When the mask is worn in the face region as a result of the detection, most of the region below the nose of the face region is blocked. Therefore, the portion of the skin that is not shielded may be an eyebrow region, an eyelid region, a nasal bridge region. The face key point detection can obtain the left eye lower eyelid key point coordinate, the right eye lower eyelid key point coordinate, the left eyebrow key point coordinate and the right eyebrow key point coordinate. The fourth straight line is a straight line passing through the left lower eyelid keypoint and the right lower eyelid keypoint, and the first straight line is a straight line passing through the left eyebrow keypoint and the right eyebrow keypoint. The three partial areas of the eyebrow area, the eyelid area and the nose bridge area are all between the horizontal lines determined by the left eyebrow and the right eyebrow and the straight lines determined by the left lower eyelid and the right lower eyelid in the face area. Therefore, when the mask is worn in the face region as a result of the detection, a pixel region between the first straight line and the fourth straight line in the face region is defined as the skin pixel region.

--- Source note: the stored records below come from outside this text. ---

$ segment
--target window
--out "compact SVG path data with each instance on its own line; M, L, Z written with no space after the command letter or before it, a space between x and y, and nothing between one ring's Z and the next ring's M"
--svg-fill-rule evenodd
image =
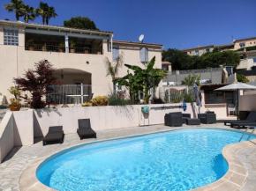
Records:
M168 70L168 67L167 67L167 65L162 65L162 70Z
M115 86L116 92L122 91L122 86L118 85L118 82L114 82L114 86Z
M148 49L147 48L141 48L139 50L139 59L141 62L148 62Z
M113 50L112 50L112 54L113 54L113 61L116 61L117 58L119 56L119 48L118 47L113 47Z
M19 31L4 29L4 44L19 46Z
M239 46L240 46L240 48L245 48L245 42L240 43Z

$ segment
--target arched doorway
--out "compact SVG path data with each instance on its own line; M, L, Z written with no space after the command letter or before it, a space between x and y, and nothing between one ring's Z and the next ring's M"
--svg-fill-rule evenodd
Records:
M92 84L92 74L78 69L57 69L54 77L64 84Z

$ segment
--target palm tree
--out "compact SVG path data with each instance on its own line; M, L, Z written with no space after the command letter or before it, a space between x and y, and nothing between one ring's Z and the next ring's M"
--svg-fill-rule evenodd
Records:
M114 92L116 92L116 88L114 84L114 80L116 79L116 77L118 76L119 69L123 66L124 64L124 55L123 53L116 58L114 62L110 62L108 57L105 58L104 63L106 66L106 72L108 76L111 76L112 77L112 82L113 82L113 87L114 87Z
M28 23L29 20L33 21L36 18L35 9L28 4L24 4L20 11L22 11L20 16L24 16L26 23Z
M23 6L22 0L11 0L9 4L4 4L4 7L7 10L8 12L15 11L16 20L19 20L19 17L22 15L20 9Z
M39 9L35 10L36 15L41 16L42 24L45 23L46 13L49 11L49 5L47 3L40 2Z
M57 14L55 11L55 8L54 7L49 7L48 11L46 12L46 25L48 26L49 20L51 18L55 18L56 16L57 16Z

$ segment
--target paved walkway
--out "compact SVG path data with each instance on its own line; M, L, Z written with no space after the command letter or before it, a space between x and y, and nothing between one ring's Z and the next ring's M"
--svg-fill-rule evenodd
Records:
M185 126L183 128L194 128L195 126ZM204 125L204 127L215 127L222 129L230 129L222 124ZM199 128L199 127L197 127ZM177 128L180 129L180 128ZM40 140L37 143L29 146L15 147L6 157L4 161L0 164L0 191L11 191L19 189L19 180L21 173L26 169L35 159L43 158L69 146L83 143L91 143L95 141L118 138L123 136L147 134L152 132L159 132L164 130L174 129L174 128L163 125L144 126L125 128L119 129L109 129L97 132L97 139L79 140L77 134L69 134L65 136L63 144L51 144L42 146ZM245 148L238 151L237 156L243 161L245 165L249 169L249 179L243 191L256 190L256 145L250 148Z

4. Acquiring a color value of a second pixel point in the skin pixel point area;

in this embodiment of the present application, the color value of the second pixel is obtained from the skin pixel area, where the color value of the second pixel is used as a reference for measuring the skin color exposed from the skin area. Thus, the second pixel point may be any point in the skin pixel point area.

The implementation manner of obtaining the second pixel point in the skin pixel point area may be: finding the coordinate average value of a certain skin area as a second pixel point; or finding out the pixel points of the intersection point coordinates of the straight lines determined by some key points as second pixel points; alternatively, the image of a part of the skin area is subjected to gradation processing, and the pixel point having the largest gradation value is used as the second pixel point. The method for acquiring the skin pixel is not limited in the embodiment of the present application.

In a possible implementation manner, in the case that the right eyebrow inner area and the left eyebrow inner area have two key points respectively, the key points are set to be a right eyebrow inner upper point, a right eyebrow inner lower point, a left eyebrow inner upper point and a left eyebrow inner lower point. And connecting the key points of the upper point on the inner side of the right eyebrow and the key point of the lower point on the inner side of the left eyebrow, and connecting the key points of the upper point on the inner side of the left eyebrow and the key point of the lower point on the inner side of the right eyebrow to obtain two intersecting straight lines. A unique intersection point can be obtained by these two intersecting straight lines. As shown, the four keypoints are assumed to be numbered 37, 38, 67, 68, respectively. That is, 37 and 68 are connected, 38 and 67 are connected, and an intersection point can be obtained after determining the two straight lines. Through the positions of the face frames, the coordinates of the four key points 37, 38, 67 and 68 can be determined, and then the coordinates of the intersection point can be solved by using Opencv. By determining the coordinates of the intersection points, the positions of the pixel points corresponding to the intersection points can be obtained. And converting the RGB channel of the pixel point into an HSV channel, and obtaining the color value of the pixel point corresponding to the intersection point coordinate. The color value of the pixel point corresponding to the intersection point coordinate is the color value of the second pixel point.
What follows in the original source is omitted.